Well I don’t seem to have made it to the Wetland Centre for ages, but this gloriously sunny day was irresistible. It was an astonishingly quiet cycle ride along the river and through the backstreets, away from the grinding traffic.
The centre was even quieter, as far as engine noise was concerned; from the hides over the Main Lake, birdsong, or rather the sharp calls of ducks and gulls, was all I could hear. The paths and play areas were heaving with families on Half-Term, young fathers looking unexpectedly burdened with excited and active toddlers.
The birds, marvellously undisturbed, got on with their normal behaviour: I watched dominant/submissive social interactions, and of course preening and bathing in the calm shallow water.

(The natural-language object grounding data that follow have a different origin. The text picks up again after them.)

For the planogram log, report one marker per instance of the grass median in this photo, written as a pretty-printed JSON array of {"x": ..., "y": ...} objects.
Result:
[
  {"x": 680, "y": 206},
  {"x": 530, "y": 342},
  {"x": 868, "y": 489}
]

The different gulls showed off a rich variety of breeding and immature plumages, of which each species has many. At this time of year, the species look maximally different, as they signal their fitness to potential partners.
Ducks seen included Pintail, Teal, Mallard, Tufted, Shoveler, Wigeon, Pochard, and Gadwall. A mob of Lapwings, perhaps a hundred strong, got up from the islands from time to time, accompanied by Starlings that seem to be convinced they are waders and waterbirds. Cetti’s Warblers called loudly from all over. Long-Tailed Tits whirred about between the willows. Greenfinches wheezed their extraordinary but hardly tuneful spring song and massed on the bird-feeders; Chaffinches hopped about on the ground beneath them, hoovering up the crumbs. Children jumped up and down in the Splashometer puddles and on the deliberately wobbly rope suspension bridge cunningly set at water-level. Mothers wondered how to dry out their shoes. Grandads licked ice cream cones. I saw 32 species of bird, and enjoyed the Common Orange Lichen on the slate roof of the Wildside hide.